Initializers

※ Followed by Plot function

In [18]:
fig, axes = galleryplot(
    func=visualizeInitialKernel,
    argnames="kernel_name",
    iterator=list(KerasyInitializerFunctions.keys()),
    sharex="all",
)

Zeros

Generates values initialized to $0$. This is often used as the bias initializer so that your network could learn without affected by bias parameter.

Warning

If you apply this initializer to edge weights between layers, loss will not convey (back propagation), so notwork could not learn anymore.

def kerasy.initializers.Zeros(shape, dtype=None)
In [29]:
plotMonoInitializer("zeros", xmin=-0.3, xmax=1.3)

Ones

Generates values initialized to $1$.

def kerasy.initializers.Ones(shape, dtype=None)
In [33]:
plotMonoInitializer("ones", xmin=-0.3, xmax=1.3)

Constant

Generates values initialized to user defined constant (=value).

def kerasy.initializers.Constant(shape, value=0, dtype=None)
In [32]:
plotMonoInitializer("constant", xmin=-0.3, xmax=1.3)

Random Normal

Generates values from Normal distribution.

def kerasy.initializers.RandomNormal(shape, mean=0, stddev=0.05, dtype=None, seed=None)
In [34]:
plotMonoInitializer("random_normal")

Random Uniform

Generates values from Uniform distribution.

def kerasy.initializers.RandomUniform(shape, minval=-0.05, maxval=0.05, dtype=None, seed=None)
In [35]:
plotMonoInitializer("random_uniform")

Truncated Normal

Generates values from Truncated Normal distribution, which is derived from a Normal distribution.

This distribution leave only the values within the standard deviation from the distribution that follows the Normal distribution.

Hint

It is recommended to use this distribution for initializing the edge weights between layers.

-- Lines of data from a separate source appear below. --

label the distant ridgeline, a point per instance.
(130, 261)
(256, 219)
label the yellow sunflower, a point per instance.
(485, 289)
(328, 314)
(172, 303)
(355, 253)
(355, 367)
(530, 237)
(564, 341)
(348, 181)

def kerasy.initializers.TruncatedNormal(shape, mean=0.0, stddev=0.05, dtype=None, seed=None)
In [36]:
plotMonoInitializer("truncated_normal")

Variance Scaling

Performs scaling according to the size of the weight and generates values from Truncated Normal or Uniform distributions.

def kerasy.initializers.VarianceScaling(shape, scale=1.0, mode='fan_in', distribution='normal', dtype=None, seed=None)
In [37]:
plotMonoInitializer("variance_scaling")

Orthogonal

Generates values as an Orthogonal matrix.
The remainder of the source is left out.